Member of Parliament for Afram Plains North (Ghana parliament constituency)
- Incumbent
- Assumed office 07 January 2025 - Present
- Preceded by: Betty Krosbi Mensah

Personal details
- Born: August 26, 1980 (age 45) Battor, Ghana
- Party: Independent
- Alma mater: Evangelical Presbyterian College of Education, Amedzofe University of London University of Ghana Ghana Institute of Management and Public Administration Chartered Institute of Arbitrators Ghana School of Law
- Occupation: Politician, Lawyer

= Worlase Kpeli =

Ghanaian politician and lawyer

Worlase Kpeli (born 26 August 1980) is a Ghanaian politician and lawyer.
He is currently the member of parliament for the Afram Plains North (Ghana parliament constituency) in the 9th parliament of the fourth republic.
He previously contested the former member of parliament, Betty Krosbi Mensah for the parliamentary candidacy of the National Democratic Congress and lost twice.

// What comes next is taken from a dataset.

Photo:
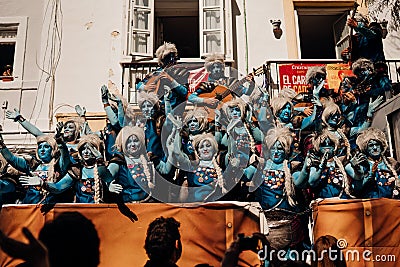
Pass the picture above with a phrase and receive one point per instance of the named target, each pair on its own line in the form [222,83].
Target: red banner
[294,75]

== Early life and education ==
lawyer Kpeli hails from Battor in the Volta Region of Ghana. He obtained a post secondary certificate from the Evangelical Presbyterian College of Education, Amedzofe in 2003. He later earned a Diploma in archives administration and Bachelor of Arts degree from the University of Ghana in 2007 and 2014 respectively. He got a Bachelor of Laws from the University of London in 2015 and later a
Certificate in Ghana legal Systems and Constitutional Law from the Ghana School of Law in 2016.
In 2019, he obtained a Post Graduate Diploma in Legal Practices from the Institute of Legal Practice and Development in Rwanda and subsequently a Master of Arts in International Relations and Diplomacy from the Ghana Institute of Management and Public Administration in 2024.

== Politics ==
Worlase Kpeli was a Member of the National Democratic Congress until his suspension from the party for campaigning against it in July 2024.

Kpeli contested the National Democratic Congress (Ghana) primaries in 2019 and 2023 and lost both to former member of parliament before filing to contest in the 2024 Ghanaian general election as an independent candidate.

=== Member of Parliament ===
==== 2024 elections ====
Worlase Kpeli contested and won the 2024 Ghanaian general election as an independent parliamentary candidate in the Afram Plains North (Ghana parliament constituency) in the Eastern Region (Ghana).

He won by polling 11,452 votes representing 46.73%, while his closest contender, Betty Krosbi Mensah of the National Democratic Congress (Ghana) polled 10,993 representing 46.73%. The New Patriotic Party's candidate, Asaimah K. Anim polled 1,992 representing 8.13%.